Prove the divisibility rule for \(25\): a number is divisible by \(25\) if and only if the number made by the last two digits of the original number is divisible by \(25\);
Can you come up with a divisibility rule for \(125\)?

Which of the following numbers are divisible by \(11\) and which are not? \[121,\, 143,\, 286, 235, \, 473,\, 798, \, 693,\, 576, \,748\] Can you write down and prove a divisibility rule which helps to determine if a three digit number is divisible by \(11\)?

On a chessboard (an \(8 \times 8\) grid), we place eight identical rooks. A rook can move any number of squares in a straight line horizontally (along a row) or vertically (along a column). In chess, a piece can take another piece if it can move to the other piece’s square in a single move.

In how many ways can we arrange the eight rooks so that no rook can take any other?

How many five-digit numbers are there which are written the same from left to right and from right to left? For example the numbers \(54345\) and \(12321\) satisfy the condition, but the numbers \(23423\) and \(56789\) do not.

A set is a collection of elements where each element appears only once. The elements are not ordered, and there is no rule connecting them. Even a set with no elements (an empty set) counts as a set. The collections \(\{a,b,c,d\}\) and \(\{3,2,45,1,0,\pi\}\) are both examples of sets.

Let \(C\) be a set with \(n\) elements. How many different sets can be formed using the elements of \(C\)?

There are six letters in the alphabet of the Gloops. A word is any sequence of six letters that has at least two identical letters. How many words are there in the language of the Gloops?
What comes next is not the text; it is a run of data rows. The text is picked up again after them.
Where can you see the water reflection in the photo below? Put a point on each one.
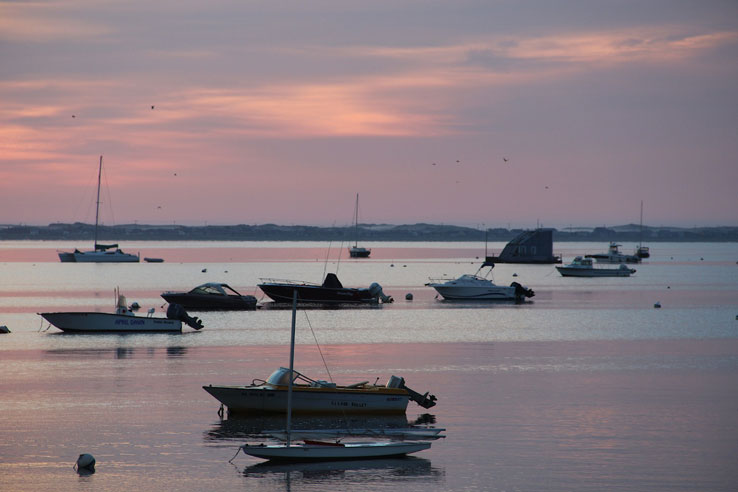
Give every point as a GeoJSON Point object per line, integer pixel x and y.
{"type": "Point", "coordinates": [356, 472]}
{"type": "Point", "coordinates": [127, 352]}
{"type": "Point", "coordinates": [251, 427]}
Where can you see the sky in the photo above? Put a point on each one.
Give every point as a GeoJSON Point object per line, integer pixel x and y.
{"type": "Point", "coordinates": [479, 113]}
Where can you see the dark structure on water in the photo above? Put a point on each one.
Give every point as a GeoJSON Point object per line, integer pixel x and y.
{"type": "Point", "coordinates": [528, 247]}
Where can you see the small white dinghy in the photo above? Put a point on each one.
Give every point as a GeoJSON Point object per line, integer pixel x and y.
{"type": "Point", "coordinates": [330, 451]}
{"type": "Point", "coordinates": [312, 450]}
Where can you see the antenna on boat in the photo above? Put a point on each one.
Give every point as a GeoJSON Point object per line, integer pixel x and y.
{"type": "Point", "coordinates": [292, 365]}
{"type": "Point", "coordinates": [97, 203]}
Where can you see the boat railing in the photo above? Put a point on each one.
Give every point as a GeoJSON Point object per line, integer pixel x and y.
{"type": "Point", "coordinates": [285, 281]}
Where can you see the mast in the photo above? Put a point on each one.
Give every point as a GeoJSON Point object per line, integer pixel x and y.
{"type": "Point", "coordinates": [356, 222]}
{"type": "Point", "coordinates": [640, 238]}
{"type": "Point", "coordinates": [97, 203]}
{"type": "Point", "coordinates": [292, 362]}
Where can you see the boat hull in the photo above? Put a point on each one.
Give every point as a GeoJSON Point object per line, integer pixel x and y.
{"type": "Point", "coordinates": [116, 256]}
{"type": "Point", "coordinates": [87, 322]}
{"type": "Point", "coordinates": [261, 399]}
{"type": "Point", "coordinates": [594, 272]}
{"type": "Point", "coordinates": [317, 294]}
{"type": "Point", "coordinates": [604, 258]}
{"type": "Point", "coordinates": [210, 302]}
{"type": "Point", "coordinates": [359, 252]}
{"type": "Point", "coordinates": [330, 452]}
{"type": "Point", "coordinates": [456, 293]}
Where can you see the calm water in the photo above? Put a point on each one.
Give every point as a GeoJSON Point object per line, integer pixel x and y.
{"type": "Point", "coordinates": [588, 387]}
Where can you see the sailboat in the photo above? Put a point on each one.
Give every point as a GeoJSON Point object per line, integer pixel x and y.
{"type": "Point", "coordinates": [355, 251]}
{"type": "Point", "coordinates": [313, 450]}
{"type": "Point", "coordinates": [102, 253]}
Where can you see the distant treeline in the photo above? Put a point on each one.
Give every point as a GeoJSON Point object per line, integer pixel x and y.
{"type": "Point", "coordinates": [366, 232]}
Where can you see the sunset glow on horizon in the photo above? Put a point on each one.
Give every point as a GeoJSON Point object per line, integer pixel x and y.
{"type": "Point", "coordinates": [256, 112]}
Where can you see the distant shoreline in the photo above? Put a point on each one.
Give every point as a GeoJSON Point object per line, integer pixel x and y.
{"type": "Point", "coordinates": [366, 233]}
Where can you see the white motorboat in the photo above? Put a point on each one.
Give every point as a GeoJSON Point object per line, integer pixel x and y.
{"type": "Point", "coordinates": [318, 397]}
{"type": "Point", "coordinates": [355, 251]}
{"type": "Point", "coordinates": [124, 320]}
{"type": "Point", "coordinates": [470, 287]}
{"type": "Point", "coordinates": [102, 253]}
{"type": "Point", "coordinates": [584, 267]}
{"type": "Point", "coordinates": [614, 255]}
{"type": "Point", "coordinates": [310, 450]}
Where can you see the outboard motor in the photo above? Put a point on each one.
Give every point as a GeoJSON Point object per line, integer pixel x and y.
{"type": "Point", "coordinates": [175, 311]}
{"type": "Point", "coordinates": [521, 292]}
{"type": "Point", "coordinates": [426, 401]}
{"type": "Point", "coordinates": [376, 291]}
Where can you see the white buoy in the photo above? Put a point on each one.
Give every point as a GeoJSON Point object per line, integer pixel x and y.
{"type": "Point", "coordinates": [85, 463]}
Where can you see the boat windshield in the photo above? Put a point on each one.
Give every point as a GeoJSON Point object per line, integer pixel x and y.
{"type": "Point", "coordinates": [210, 289]}
{"type": "Point", "coordinates": [280, 377]}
A rectangular parallelepiped of the size \(m\times n\times k\) is divided into unit cubes. How many rectangular parallelepipeds are formed in total (including the original one)?

In the Land of Linguists live \(m\) people, who have opportunity to speak \(n\) languages. Each person knows exactly three languages, and the sets of known languages may be different for different people. It is known that \(k\) is the maximum number of people, any two of whom can talk without interpreters. It turned out that \(11n \leq k \leq m/2\). Prove that then there are at least \(mn\) pairs of people in the country who will not be able to talk without interpreters.